Hint: When ready to stir the beans, grasp the pot bail at the point where the hook contacts the bail. Then, holding both the hook and the bail, pull the pot toward yourself. You can stir the beans while standing 3 feet from the fire.

Here's some more bean recipes:

Red Beans 'n' Rice:

  • Use red kidney beans instead of limas.
  • Instead of smoked meat and ham, substitute 1/2 lb of thinly sliced smoked pork or pork/venison sausage.
  • When you stir the beans, mash them against the side of the pot with the bottom of the spoon. You want about 1/3 of the beans to liquify.
  • Serve over rice with Tabasco sauce to taste.
  • Get ready for your guests to say, "This is the best damn red beans 'n' rice I ever ate."

Blackeyed Peas:

  • Use dry blackeyed peas.
  • Use smoked meat and 1/2 lb of thinly sliced smoked pork or pork/venison sausage or a big ole hambone or a couple of thick slices of ham.
  • Add 1 10 oz can diced Rotel® tomatoes w/green chilies or add 1 or 2 large diced fresh tomatoes and 1 or 2 large diced jalapenos.
  • Get ready for your (redneck) guests to say, "I ain't never ate no better blackeyed peas."

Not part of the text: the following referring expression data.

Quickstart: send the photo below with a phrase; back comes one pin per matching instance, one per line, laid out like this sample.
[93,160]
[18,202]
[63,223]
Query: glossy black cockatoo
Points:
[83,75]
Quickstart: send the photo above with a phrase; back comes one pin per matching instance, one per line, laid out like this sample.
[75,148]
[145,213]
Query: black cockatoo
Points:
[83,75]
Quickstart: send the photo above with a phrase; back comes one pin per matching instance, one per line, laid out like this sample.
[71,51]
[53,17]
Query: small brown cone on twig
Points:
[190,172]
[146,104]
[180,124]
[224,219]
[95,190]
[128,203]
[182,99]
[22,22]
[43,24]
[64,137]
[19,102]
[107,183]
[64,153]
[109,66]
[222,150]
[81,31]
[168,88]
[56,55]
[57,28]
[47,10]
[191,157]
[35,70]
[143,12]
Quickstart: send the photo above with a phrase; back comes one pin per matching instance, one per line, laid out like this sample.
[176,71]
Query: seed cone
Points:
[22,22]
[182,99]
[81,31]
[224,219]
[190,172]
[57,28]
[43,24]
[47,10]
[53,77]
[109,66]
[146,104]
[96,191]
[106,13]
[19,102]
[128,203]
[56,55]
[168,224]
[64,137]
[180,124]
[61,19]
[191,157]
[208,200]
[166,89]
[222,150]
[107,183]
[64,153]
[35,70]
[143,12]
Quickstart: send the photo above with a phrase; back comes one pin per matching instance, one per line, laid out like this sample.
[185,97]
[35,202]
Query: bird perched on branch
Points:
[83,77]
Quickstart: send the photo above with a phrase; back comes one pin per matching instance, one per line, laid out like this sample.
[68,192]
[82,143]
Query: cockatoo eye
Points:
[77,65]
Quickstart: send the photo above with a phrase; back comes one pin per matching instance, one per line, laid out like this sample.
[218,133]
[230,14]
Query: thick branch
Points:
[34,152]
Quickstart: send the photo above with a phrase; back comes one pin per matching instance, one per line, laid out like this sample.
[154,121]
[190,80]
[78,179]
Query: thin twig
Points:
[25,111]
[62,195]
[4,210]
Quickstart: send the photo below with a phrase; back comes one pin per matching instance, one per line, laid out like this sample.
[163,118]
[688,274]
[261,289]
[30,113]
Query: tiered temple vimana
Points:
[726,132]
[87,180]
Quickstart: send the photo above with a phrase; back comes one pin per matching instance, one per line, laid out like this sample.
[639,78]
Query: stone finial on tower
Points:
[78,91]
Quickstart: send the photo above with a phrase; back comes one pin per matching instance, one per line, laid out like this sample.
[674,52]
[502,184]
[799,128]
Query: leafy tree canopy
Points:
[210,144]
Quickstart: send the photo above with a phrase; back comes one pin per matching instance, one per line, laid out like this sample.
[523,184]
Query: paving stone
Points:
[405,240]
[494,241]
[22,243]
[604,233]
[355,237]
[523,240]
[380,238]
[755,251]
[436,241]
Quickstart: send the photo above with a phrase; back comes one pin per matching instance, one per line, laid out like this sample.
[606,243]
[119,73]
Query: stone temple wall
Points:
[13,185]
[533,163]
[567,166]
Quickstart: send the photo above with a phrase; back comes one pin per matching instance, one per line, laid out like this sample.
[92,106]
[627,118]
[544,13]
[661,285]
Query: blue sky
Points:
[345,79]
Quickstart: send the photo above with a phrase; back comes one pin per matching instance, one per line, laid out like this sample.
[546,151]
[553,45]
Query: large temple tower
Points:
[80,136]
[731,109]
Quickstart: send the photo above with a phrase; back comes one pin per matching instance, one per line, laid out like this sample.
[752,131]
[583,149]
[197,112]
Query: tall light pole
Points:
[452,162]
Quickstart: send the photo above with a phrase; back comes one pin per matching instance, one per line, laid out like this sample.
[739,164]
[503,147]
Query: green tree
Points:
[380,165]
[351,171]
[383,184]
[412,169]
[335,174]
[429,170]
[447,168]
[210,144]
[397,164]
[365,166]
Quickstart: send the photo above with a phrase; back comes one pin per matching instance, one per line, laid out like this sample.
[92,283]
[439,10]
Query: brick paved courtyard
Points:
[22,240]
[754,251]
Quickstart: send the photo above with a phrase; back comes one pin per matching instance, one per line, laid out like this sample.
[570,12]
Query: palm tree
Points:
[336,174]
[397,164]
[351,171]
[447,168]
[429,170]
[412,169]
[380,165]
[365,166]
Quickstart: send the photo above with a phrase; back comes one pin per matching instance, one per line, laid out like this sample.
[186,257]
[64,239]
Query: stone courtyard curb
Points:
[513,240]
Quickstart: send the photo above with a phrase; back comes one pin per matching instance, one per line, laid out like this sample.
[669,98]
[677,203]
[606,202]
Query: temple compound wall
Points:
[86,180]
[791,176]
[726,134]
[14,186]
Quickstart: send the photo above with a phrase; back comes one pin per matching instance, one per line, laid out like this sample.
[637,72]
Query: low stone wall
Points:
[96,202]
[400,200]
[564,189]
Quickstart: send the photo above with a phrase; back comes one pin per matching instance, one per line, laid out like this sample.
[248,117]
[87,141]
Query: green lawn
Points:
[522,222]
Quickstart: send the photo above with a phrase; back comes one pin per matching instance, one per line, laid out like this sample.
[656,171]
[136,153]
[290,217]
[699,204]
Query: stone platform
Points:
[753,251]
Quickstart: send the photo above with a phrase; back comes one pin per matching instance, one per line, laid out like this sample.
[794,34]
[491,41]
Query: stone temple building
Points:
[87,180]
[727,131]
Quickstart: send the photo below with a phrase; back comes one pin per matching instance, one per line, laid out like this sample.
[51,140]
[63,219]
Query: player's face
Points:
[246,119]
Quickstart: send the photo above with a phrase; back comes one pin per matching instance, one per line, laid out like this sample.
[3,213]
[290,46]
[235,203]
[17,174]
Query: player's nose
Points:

If you're tent camping, put the dry and liquid spices the recipe calls for into a 20 oz plastic soft drink bottle at home. When you're ready to cook in the woods, add 1 of the 8 cups of water to the bottle and give it a shake, then dump it in the pot.

It's hard to beat a pot of beans simmering over a campfire. Try ‘em on a rope and watch the other campers come over for a look.